Both Josephson and Howie (wrongly) think of “ohmic losses” causing the energy,
which they presumably agree enters the charging capacitor http://www.ivorcatt.org/icrwiworld78dec1.htm
at the speed of light, to slow down. Let us enter their world, assuming they
are right in this.

This means that (for
them) in a Platonic, or ideal situation, of perfectly conducting capacitor
plates, the theoretical perfect charged capacitor would permanently have a
reciprocating, not a static, electric field. Thus, in their view, it is the failure
of the capacitor to have perfectly conducting plates that leads to the static
electric field.

This is not delivered as
a reduction ad absurdum. It is delivered in the spirit of science. Dialogue is
important.

As a further thought, I
have difficulty linking resistance, and loss, with drop in velocity. When
energy travelling at c meets resistance, does it not only diminish (some of it
turning into heat or light) but also slow down? Surely all the ExH energy delivered into charging the capacitor would turn
into heat or light, leaving the capacitor electrically uncharged?

The formula for the total
of ExH energy in a reciprocating charged capacitor is
equal to the formula for a capacitor with a static electric field. The formula for the ExH
energy entering the capacitor (mathematically) equals the formula for the
energy in a charged capacitor. There is no loss of energy (if and) when the energy entering at velocity c slows down to
static. (Wrong.
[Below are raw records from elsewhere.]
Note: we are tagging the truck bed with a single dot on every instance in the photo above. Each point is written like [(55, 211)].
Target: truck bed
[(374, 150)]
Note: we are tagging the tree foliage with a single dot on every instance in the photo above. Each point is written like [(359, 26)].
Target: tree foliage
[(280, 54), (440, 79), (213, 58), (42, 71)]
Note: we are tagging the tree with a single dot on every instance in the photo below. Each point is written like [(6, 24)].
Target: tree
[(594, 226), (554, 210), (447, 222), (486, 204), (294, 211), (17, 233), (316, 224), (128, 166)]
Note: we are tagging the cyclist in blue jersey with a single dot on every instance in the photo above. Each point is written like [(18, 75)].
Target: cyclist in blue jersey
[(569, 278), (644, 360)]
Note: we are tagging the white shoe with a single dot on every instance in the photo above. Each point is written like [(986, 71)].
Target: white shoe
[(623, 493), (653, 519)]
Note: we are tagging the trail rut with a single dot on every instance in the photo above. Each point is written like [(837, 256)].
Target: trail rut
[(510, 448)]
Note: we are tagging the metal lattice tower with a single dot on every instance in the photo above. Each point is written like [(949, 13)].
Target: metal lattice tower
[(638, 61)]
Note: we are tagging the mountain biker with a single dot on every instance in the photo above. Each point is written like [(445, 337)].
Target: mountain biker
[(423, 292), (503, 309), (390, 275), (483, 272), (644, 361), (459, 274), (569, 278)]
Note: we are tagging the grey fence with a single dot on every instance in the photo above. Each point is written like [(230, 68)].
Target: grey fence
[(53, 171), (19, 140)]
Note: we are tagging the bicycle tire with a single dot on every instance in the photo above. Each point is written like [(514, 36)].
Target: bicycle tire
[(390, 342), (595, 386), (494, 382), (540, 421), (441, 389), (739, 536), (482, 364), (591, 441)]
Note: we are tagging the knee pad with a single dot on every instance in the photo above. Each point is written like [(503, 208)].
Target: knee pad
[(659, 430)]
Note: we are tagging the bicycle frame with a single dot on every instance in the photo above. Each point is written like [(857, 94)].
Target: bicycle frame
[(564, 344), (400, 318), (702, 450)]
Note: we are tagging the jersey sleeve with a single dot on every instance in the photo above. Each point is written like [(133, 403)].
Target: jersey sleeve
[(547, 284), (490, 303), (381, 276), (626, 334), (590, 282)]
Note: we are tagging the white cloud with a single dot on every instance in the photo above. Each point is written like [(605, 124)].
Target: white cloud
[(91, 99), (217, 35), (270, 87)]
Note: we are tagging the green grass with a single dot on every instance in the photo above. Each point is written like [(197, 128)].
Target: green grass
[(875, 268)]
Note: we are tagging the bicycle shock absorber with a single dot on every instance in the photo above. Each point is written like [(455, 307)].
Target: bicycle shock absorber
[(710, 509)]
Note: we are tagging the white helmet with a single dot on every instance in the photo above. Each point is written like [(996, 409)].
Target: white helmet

During charging, the practical capacitor heats up a little, as
it does when discharging. Similarly
in Wakefield 4, where reciprocating energy turns into heat {= sinusoidal
energy} which radiates out of the capacitor.)

Ivor Catt 12.00
23.8.2020

Afterthought.

A TEM wave travelling
down between two resistive conductors gradually slows down. As some of the
energy is dissipated in the conductors (or perhaps the dielectric) the remining
ExH energy is slowing towards a standstill. 12.30pm same day.